Bug 340314 has recently landed. Please test either branch or trunk and see if sound now Just Works for you. There is still a dependency on having esd, but not on having esd running. You just need the esd library.
(In reply to comment #5) > Bug 340314 has recently landed. Please test either branch or trunk and see if > sound now Just Works for you. There is still a dependency on having esd, but > not on having esd running. You just need the esd library. While Bug 340314 addressed a bug in parsing the .wav headers it is not related to this bug. I don't have generall problems playing .wav files with the currently used esd "method", but I don't want to use esd for playback and have therefore added a generic playback facility which lets me choose the linux audio system via environment variables.
(In reply to comment #4) > Can't we test to see which sound system is running, and use whichever one we > find? This could be done and could work satisfactory in some ways, but automagically detecting a sound system will choose the right one correctly in all cases. The cleanest way would be to modify the preferences dialogs and add a sound system configuration panel/section/tab. However I'm willing to help on this issue and would write some code to interface the different audio systems and then develop some detection routine. But please keep in mind that I do this in my spare time and will need some weeks for development and testing, since I can't developt on this a a daily/regular basis.
(In reply to comment #6) > While Bug 340314 addressed a bug in parsing the .wav headers No, it did not.

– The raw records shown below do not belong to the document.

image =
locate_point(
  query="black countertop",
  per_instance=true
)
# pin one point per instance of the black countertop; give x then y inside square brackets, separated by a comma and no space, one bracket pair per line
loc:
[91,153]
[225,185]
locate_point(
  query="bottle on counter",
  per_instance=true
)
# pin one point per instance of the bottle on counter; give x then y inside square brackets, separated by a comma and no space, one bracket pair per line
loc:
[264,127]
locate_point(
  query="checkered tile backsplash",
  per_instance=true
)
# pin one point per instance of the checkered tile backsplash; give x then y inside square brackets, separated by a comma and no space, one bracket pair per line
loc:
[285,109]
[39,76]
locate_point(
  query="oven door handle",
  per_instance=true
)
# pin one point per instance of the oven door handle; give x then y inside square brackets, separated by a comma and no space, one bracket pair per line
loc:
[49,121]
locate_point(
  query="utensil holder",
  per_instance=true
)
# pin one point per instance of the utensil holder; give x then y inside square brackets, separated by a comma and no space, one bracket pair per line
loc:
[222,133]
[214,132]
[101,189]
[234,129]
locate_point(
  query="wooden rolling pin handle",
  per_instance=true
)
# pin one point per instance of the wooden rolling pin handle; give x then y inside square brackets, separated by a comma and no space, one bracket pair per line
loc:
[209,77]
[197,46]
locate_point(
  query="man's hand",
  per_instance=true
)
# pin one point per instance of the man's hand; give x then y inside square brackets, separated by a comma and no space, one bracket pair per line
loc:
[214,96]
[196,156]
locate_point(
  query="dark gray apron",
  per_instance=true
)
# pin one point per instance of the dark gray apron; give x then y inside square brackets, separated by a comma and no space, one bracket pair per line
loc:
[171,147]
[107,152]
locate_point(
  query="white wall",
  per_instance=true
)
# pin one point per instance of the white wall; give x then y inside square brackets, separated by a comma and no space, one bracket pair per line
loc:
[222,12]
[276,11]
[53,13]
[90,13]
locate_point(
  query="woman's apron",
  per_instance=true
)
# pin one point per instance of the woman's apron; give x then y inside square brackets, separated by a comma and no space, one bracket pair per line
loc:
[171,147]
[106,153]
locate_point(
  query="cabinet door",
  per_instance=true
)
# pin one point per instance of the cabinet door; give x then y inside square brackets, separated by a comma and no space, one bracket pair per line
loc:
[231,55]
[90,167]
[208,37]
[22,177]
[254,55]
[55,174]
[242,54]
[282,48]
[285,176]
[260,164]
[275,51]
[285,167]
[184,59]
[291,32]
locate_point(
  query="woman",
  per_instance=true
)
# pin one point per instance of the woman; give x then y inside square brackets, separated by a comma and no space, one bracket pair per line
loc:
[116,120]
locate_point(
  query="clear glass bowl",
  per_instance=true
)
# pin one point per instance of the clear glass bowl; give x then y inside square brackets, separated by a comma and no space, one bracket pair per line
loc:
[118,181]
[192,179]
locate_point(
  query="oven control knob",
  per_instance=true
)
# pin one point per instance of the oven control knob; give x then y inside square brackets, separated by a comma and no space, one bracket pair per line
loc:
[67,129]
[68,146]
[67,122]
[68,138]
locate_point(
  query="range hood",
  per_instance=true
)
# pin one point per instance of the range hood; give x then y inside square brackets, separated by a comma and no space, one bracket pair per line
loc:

Bug 68804 fixes wav parsing. > I don't have generall problems playing .wav files with the > currently used esd "method", but I don't want to use esd for playback and have > therefore added a generic playback facility which lets me choose the linux > audio system via environment variables. > You don't have to use esd. Esd provides a number of backends such as alsa (0.5 and 0.9) and OSS On most linux systems, if you manage to keep esd from starting, the code will now fall back to directly using the ALSA 0.9 backend.
When I run firefox -console, I see corruption in the console when playing a sound. Firefox plays no sound at all although flash inside a tab works fine. I have sound working. Mozilla should use what I have working. Lacking an interface for that in Firefox, it would be nice to be able to set an environment variable that fixes things, or put another way, at least makes me sure of what sound system it is trying to use. I think MOZ_AUDIO_WAV, MOZ_AUDIO_MP3 etc would have been very useful. ( This comes just after I found that MOZ_DISABLE_PANGO=1 would make Firefox menuitem fonts look like acceptable in knoppix). Environment variables, or an about:config setting... but something is needed. I am using the latest knoppix, which is 5.0.1 at present. Mozilla/5.0 (X11; U; Linux i686; en-US; rv:188.8.131.52) Gecko/20060326 Firefox/184.108.40.206 (Debian-1.5.dfsg+220.127.116.11-2)
(In reply to comment #9) > When I run firefox -console, I see corruption in the console when playing a > sound. This has already been fixed by bug 340314. The fix was shipped with firefox 18.104.22.168 and will be in the upcoming firefox 2.0 release.
(In reply to comment #8) > You don't have to use esd. Esd provides a number of backends such as alsa (0.5 > and 0.9) and OSS On most linux systems, if you manage to keep esd from > starting, the code will now fall back to directly using the ALSA 0.9 backend. In case anyone else couldn't get esd to do this, there are (on Ubuntu at least) two libesd packages. libesd0 uses OSS. To fall back on ALSA, you need libesd-alsa0.
This now longer applies to Mozilla code base starting from 2.0.